I meant to post the day after ECB’s second LTRO to post this update but I was too busy. Four seminars of three papers in three weeks are a killer and I am still digging out of the hole due to the travels done in the three months till early February.
So what has changed? 1) ECB finally answers to the call of duty to its lender of the last resort responsibility and the risk of imminent breakup of Eurozone is greatly reduced. But ECB does not have clear plan for more large scale QEs unless things gets much better. 2) Bernanke announced the same intention in the last few days. The US first quarter GDP estimate consensus is likely to be revised down slightly. The US corporate earnings have peaked out. If it were not due to the blowout profit from Apple in the last quarter, corporate earnings would have pivoted then. 3) China will not loosen up as much as people have expected (of course they have always yielded to pressure of economic slowdown every time in the last ten years, which finally leads to the current dire situation).
On the eve of ECB’s second LTRO, the market has priced in all the great news (and likely more than the realistic level). Now some of the good news has not come as much as expected. So the market is a bit disappointed and is consolidating.
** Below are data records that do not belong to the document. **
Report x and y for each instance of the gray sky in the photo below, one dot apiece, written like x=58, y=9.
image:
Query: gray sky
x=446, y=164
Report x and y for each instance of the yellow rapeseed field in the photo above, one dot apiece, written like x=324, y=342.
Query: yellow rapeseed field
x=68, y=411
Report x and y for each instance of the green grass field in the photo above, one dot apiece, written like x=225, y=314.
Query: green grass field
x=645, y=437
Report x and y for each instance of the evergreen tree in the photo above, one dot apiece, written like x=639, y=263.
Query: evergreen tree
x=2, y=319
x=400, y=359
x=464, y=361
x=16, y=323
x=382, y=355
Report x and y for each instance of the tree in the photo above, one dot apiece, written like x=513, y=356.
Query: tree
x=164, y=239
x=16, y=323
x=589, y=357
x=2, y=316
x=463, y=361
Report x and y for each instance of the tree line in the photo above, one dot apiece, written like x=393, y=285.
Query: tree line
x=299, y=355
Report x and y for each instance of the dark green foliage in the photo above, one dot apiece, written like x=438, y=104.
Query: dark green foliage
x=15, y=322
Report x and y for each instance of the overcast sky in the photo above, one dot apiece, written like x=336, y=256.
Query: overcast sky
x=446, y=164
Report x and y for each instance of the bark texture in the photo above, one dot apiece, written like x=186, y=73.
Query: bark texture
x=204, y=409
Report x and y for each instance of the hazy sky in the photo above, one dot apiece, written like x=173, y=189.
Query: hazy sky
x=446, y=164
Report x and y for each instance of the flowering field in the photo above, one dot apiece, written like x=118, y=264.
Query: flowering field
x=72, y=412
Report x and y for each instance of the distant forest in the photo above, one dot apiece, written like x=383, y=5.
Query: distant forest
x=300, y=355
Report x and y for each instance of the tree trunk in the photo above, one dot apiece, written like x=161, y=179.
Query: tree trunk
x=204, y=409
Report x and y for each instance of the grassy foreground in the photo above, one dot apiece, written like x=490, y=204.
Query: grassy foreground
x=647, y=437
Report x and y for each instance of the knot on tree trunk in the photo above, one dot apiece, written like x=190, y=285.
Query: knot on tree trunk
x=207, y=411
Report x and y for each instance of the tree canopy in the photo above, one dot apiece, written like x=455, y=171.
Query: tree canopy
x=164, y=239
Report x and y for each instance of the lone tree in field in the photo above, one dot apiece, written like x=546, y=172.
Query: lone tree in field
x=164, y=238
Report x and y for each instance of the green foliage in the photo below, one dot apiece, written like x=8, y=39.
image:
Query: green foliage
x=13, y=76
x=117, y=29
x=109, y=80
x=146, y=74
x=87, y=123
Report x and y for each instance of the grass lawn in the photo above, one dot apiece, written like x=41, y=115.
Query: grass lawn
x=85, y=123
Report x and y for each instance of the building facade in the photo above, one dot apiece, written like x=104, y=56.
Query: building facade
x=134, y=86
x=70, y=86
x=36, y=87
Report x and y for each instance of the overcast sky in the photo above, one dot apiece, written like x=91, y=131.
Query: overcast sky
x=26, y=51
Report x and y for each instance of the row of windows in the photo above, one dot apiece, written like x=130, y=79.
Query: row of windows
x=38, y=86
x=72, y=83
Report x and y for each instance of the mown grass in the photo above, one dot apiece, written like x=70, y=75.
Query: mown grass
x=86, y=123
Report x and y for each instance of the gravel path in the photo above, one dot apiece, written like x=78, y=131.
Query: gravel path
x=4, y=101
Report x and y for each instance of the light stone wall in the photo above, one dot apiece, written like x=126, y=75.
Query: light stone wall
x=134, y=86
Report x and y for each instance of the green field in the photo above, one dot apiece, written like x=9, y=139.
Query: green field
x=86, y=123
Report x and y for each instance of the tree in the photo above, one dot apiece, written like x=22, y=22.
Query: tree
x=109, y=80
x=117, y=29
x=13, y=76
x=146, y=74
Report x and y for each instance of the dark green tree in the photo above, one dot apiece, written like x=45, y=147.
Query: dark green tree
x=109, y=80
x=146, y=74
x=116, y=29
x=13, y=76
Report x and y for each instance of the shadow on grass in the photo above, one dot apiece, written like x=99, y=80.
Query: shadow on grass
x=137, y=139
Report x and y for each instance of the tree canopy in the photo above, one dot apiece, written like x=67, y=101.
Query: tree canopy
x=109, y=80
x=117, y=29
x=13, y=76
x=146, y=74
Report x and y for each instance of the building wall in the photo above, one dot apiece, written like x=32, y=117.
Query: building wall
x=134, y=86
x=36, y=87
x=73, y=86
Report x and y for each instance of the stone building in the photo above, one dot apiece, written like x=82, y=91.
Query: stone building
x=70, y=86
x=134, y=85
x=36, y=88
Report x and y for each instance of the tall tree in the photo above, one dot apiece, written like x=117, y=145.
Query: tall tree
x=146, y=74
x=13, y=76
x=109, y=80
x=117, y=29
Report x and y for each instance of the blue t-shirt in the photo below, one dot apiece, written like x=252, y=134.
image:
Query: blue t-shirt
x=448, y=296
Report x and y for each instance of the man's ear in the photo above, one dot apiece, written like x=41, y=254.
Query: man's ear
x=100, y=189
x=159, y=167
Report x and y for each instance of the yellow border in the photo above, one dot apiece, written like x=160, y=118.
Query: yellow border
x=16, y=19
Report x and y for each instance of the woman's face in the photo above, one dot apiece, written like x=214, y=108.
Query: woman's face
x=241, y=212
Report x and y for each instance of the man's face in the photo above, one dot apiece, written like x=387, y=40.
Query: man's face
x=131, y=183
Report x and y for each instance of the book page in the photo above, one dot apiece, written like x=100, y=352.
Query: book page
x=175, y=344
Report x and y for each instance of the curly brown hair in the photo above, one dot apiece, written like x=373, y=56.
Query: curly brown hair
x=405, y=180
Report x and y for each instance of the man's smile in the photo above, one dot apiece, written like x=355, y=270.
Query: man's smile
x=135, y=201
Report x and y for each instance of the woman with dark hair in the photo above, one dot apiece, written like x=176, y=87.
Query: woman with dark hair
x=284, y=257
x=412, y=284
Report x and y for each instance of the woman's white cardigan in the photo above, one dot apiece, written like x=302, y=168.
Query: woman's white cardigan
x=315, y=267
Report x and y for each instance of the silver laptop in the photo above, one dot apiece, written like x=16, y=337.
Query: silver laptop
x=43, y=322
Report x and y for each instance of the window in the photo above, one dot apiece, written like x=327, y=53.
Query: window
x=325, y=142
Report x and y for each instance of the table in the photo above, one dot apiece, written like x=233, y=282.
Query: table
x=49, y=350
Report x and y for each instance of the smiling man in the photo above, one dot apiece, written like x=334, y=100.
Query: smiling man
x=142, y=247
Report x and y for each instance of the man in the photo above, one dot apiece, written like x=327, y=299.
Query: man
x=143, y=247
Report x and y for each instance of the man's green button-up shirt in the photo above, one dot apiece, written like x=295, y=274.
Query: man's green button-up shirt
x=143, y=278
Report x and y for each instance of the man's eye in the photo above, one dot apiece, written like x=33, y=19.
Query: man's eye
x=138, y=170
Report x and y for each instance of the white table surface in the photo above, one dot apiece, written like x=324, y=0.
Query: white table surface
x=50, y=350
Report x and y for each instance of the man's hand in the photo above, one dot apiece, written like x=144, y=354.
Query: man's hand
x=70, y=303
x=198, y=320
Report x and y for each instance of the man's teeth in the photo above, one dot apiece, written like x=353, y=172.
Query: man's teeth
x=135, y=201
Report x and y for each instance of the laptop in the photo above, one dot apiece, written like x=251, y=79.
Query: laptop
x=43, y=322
It might still go up in more volatile environment than in the last three months but the risk has started to overweigh the return. The further gains can only rely on investors’ unrealistic overreactions to good news.
Is this a good time to set up shorts or buy long term T-bonds? I would wait at least another couple of weeks to examine the situation. Likely the biggest potential bomb is disappointment in earnings, which would happen after April 1. Even then, one has to see how much a correction it will be, if any.